The Hopper architecture adds support for new instructions, including the Smith–Waterman algorithm. Like Ampere, TensorFloat-32 (TF-32) arithmetic is supported. The mapping pattern for both architectures is identical. The Nvidia Hopper H100 supports HBM3 and HBM2e memory up to 80 GB, with the HBM3 memory system supporting 3 TB/s, an increase of 50% over the Nvidia Ampere A100's 2 TB/s.
| Component | Specification |
|---|---|
| Process Node | TSMC N4 |
| Transistors | 80 billion |
| Streaming Multiprocessors | Up to 144 |
| Memory | HBM3 and HBM2e up to 80 GB |
Performance & Thermal
The Nvidia Hopper H100 GPU delivers exceptional performance, scalability, and security for every workload. With Nvidia's NVLink Switch System, up to 256 H100 GPUs can be connected to accelerate exascale workloads, while the dedicated Transformer Engine supports trillion-parameter language models. The Hopper architecture provides up to 9X faster training and an incredible 30X inference speedup on large language models.
The H100 features fourth-generation Tensor Cores and a Transformer Engine with FP8 precision, further extending Nvidia's market-leading AI leadership. The exact TDP figures were not publicly disclosed, but the H100 is designed to provide better performance when used in an SXM5 configuration than in a typical PCIe socket. The thermal solution for the H100 is designed to handle the increased power consumption, but exact details were not publicly disclosed.
Benchmarks have shown that the H100 provides significant performance improvements over its predecessor, the A100. In one benchmark, the H100 showed a 3x performance improvement over the A100 in Tensor Core, FP32, and FP64 data types. The H100 also provides improved performance in AI and HPC workloads, making it an attractive option for datacenter applications.
Market Positioning
The Nvidia Hopper H100 GPU is positioned as a high-end datacenter GPU, designed to provide exceptional performance, scalability, and security for AI, HPC, and data analytics workloads. The H100 is designed to compete with other high-end datacenter GPUs, such as the AMD Instinct MI200. The target buyer for the H100 is likely large datacenter operators, such as cloud service providers, who require high-performance GPUs to accelerate their workloads.
The H100 is also designed to provide a competitive advantage in the AI market, with its support for trillion-parameter language models and up to 9X faster training and 30X inference speedup on large language models. The H100 is also designed to provide improved performance in HPC workloads, making it an attractive option for researchers and scientists who require high-performance computing resources.
Specifications
Technical Specifications
| Specification | Detail |
|---|---|
| Process Node | TSMC N4 |
| Transistors | 80 billion |
| Streaming Multiprocessors | Up to 144 |
| Memory | HBM3 and HBM2e up to 80 GB |
| Tensor Cores | Fourth-generation |
| Transformer Engine | With FP8 precision |
Frequently Asked Questions
Frequently Asked Questions
What is the Nvidia Hopper microarchitecture?
The Nvidia Hopper microarchitecture is a GPU microarchitecture developed by Nvidia, designed specifically for datacenter applications.

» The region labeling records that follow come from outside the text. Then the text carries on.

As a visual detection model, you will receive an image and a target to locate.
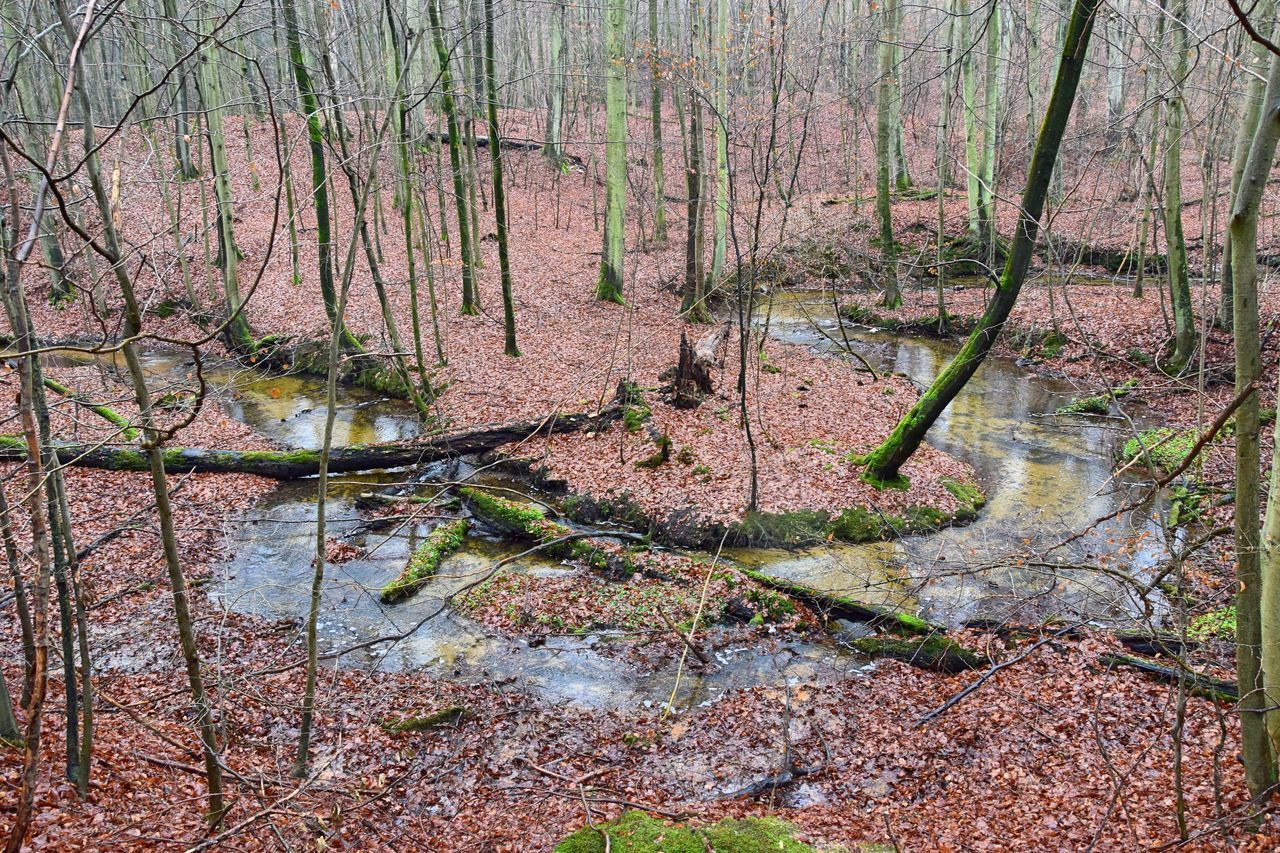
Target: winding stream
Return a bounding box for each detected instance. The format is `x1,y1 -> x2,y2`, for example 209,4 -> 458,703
67,292 -> 1164,707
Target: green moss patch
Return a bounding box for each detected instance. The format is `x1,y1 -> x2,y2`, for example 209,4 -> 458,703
381,519 -> 467,605
379,704 -> 468,734
1057,379 -> 1138,415
556,812 -> 832,853
847,635 -> 991,674
740,569 -> 942,634
1120,427 -> 1199,471
1187,605 -> 1235,640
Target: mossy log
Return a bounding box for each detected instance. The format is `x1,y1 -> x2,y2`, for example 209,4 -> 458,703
379,704 -> 471,734
381,519 -> 467,605
42,377 -> 138,442
425,133 -> 582,167
0,409 -> 618,480
742,569 -> 943,634
846,635 -> 991,675
556,811 -> 824,853
1098,652 -> 1240,703
458,485 -> 644,578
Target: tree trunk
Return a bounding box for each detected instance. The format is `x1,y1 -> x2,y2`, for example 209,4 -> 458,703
1229,46 -> 1280,797
863,0 -> 1101,485
426,0 -> 480,314
484,0 -> 520,357
876,0 -> 902,309
1161,0 -> 1196,374
649,0 -> 667,243
595,0 -> 627,305
0,407 -> 618,480
543,0 -> 568,163
1217,0 -> 1274,330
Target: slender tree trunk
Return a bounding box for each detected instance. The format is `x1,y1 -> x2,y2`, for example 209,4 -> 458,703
426,0 -> 480,314
978,0 -> 1004,247
595,0 -> 627,305
863,0 -> 1101,485
484,0 -> 520,357
198,19 -> 255,353
876,0 -> 902,307
1161,0 -> 1196,374
708,0 -> 730,281
956,0 -> 982,233
58,0 -> 227,825
164,0 -> 196,179
649,0 -> 667,243
1229,46 -> 1280,798
1217,0 -> 1275,330
543,0 -> 567,163
280,0 -> 361,350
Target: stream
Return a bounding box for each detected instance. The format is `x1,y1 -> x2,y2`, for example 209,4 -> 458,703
65,292 -> 1165,708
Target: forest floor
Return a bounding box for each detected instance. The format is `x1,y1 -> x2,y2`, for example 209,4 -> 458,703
0,111 -> 1280,850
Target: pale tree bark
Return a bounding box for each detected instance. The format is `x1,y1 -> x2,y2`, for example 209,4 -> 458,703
1229,43 -> 1280,797
876,0 -> 902,307
978,0 -> 1005,245
198,18 -> 255,353
956,0 -> 982,232
484,0 -> 520,357
1161,0 -> 1196,374
49,0 -> 225,825
649,0 -> 667,243
595,0 -> 627,305
861,0 -> 1101,487
1217,0 -> 1275,330
543,0 -> 565,163
708,0 -> 730,281
426,0 -> 480,315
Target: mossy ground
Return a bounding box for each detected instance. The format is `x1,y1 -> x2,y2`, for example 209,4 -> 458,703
1120,427 -> 1199,470
454,552 -> 818,640
556,812 -> 844,853
381,519 -> 467,605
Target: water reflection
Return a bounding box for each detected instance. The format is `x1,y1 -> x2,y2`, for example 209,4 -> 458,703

It features a new streaming multiprocessor, a faster memory subsystem, and a transformer acceleration engine.
What are the key features of the Nvidia Hopper H100 GPU?

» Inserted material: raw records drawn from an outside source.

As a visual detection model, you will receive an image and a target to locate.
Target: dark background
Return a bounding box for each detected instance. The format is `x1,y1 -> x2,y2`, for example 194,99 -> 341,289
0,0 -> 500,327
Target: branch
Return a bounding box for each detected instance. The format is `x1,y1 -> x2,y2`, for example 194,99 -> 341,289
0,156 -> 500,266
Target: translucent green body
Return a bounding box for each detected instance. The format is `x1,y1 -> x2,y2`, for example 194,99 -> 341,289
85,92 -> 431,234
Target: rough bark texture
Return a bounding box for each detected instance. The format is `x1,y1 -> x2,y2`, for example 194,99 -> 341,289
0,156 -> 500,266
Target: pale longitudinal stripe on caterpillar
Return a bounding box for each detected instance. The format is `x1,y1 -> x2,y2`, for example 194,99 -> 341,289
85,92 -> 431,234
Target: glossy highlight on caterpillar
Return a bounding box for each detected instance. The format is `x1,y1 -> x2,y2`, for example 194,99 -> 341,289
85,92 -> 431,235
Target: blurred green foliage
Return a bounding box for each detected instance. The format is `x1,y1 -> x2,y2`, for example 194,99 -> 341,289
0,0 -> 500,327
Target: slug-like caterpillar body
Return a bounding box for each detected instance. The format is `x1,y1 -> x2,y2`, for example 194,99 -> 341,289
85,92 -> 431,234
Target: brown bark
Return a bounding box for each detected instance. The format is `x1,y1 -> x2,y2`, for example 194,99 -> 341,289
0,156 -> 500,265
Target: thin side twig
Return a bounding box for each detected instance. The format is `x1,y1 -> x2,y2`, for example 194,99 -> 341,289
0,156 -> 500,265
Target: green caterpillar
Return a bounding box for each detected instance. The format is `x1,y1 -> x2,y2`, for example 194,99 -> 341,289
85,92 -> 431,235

The Nvidia Hopper H100 GPU features up to 144 streaming multiprocessors, HBM3 and HBM2e memory up to 80 GB, fourth-generation Tensor Cores, and a Transformer Engine with FP8 precision.
What are the performance improvements of the Nvidia Hopper H100 GPU?
The Nvidia Hopper H100 GPU provides up to 9X faster training and an incredible 30X inference speedup on large language models, as well as improved performance in AI and HPC workloads.